We won’t take sides on that.
But we did have a couple of reactions to the ALI debate: First, the Reporters’ suggestion that the ALI proposal leaves the decision whether to settle in the hands of the clients is hokum. Clever, elegant hokum, but hokum nonetheless.
When a plaintiffs’ lawyer wants to agree to a settlement, that lawyer will surely be able to convince the vast majority of his or her clients to accept the settlement. The lawyer, after all, understands the law, is an authority figure, is the client’s route to recovery, and holds all the cards. The client in a mass tort is some guy off the street who says that AngelStuff gave him a bad cough. You can say that the ALI provisions leave the decision in the hands of the clients, but you’re fooling yourself. As a practical matter, it just ain’t so.

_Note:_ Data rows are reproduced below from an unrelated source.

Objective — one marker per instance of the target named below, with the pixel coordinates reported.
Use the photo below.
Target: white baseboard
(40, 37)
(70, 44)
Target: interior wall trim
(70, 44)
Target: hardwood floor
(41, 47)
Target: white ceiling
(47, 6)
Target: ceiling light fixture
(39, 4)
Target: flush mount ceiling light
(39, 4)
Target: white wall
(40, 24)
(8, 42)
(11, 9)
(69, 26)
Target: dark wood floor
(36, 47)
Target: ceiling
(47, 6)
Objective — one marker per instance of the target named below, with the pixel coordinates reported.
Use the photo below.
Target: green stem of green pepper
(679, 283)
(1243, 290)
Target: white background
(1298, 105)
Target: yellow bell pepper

Second, the clients are, in fact, very unlikely to understand the implications of the retention agreement they’ll be offered under the ALI proposal. It’s true that clients are permitted to waive a right to jury trial — but when they make that decision, they’re being advised by a lawyer who doesn’t have an inherent conflict of interest. When clients are being asked by counsel to sign the new-form retention agreement, the lawyer wants the client to sign and so is not exactly a neutral adviser.
You could fix that by insisting that clients retain separate counsel to advise them whether to sign the retention agreement. But that solution makes the legal environment awfully expensive and complicated.
Finally, the question really isn’t whether the new ALI proposal is perfect. The question is whether the new ALI proposal is better than what currently happens when mass torts are being settled. And we suspect, but we don’t know, that there may be some pretty coercive stuff going on under current law when plaintiffs’ counsel are trying to bring their strategic holdout clients into line. The ALI proposal may not be perfect, but it may well be better than the current reality.
Ultimately, the ALI did not vote on this provision, but rather approved certain other sections of the Principles and chose to defer consideration of this provision until next year.
That’s not a bad solution. It’ll give us time to make up our minds how to vote.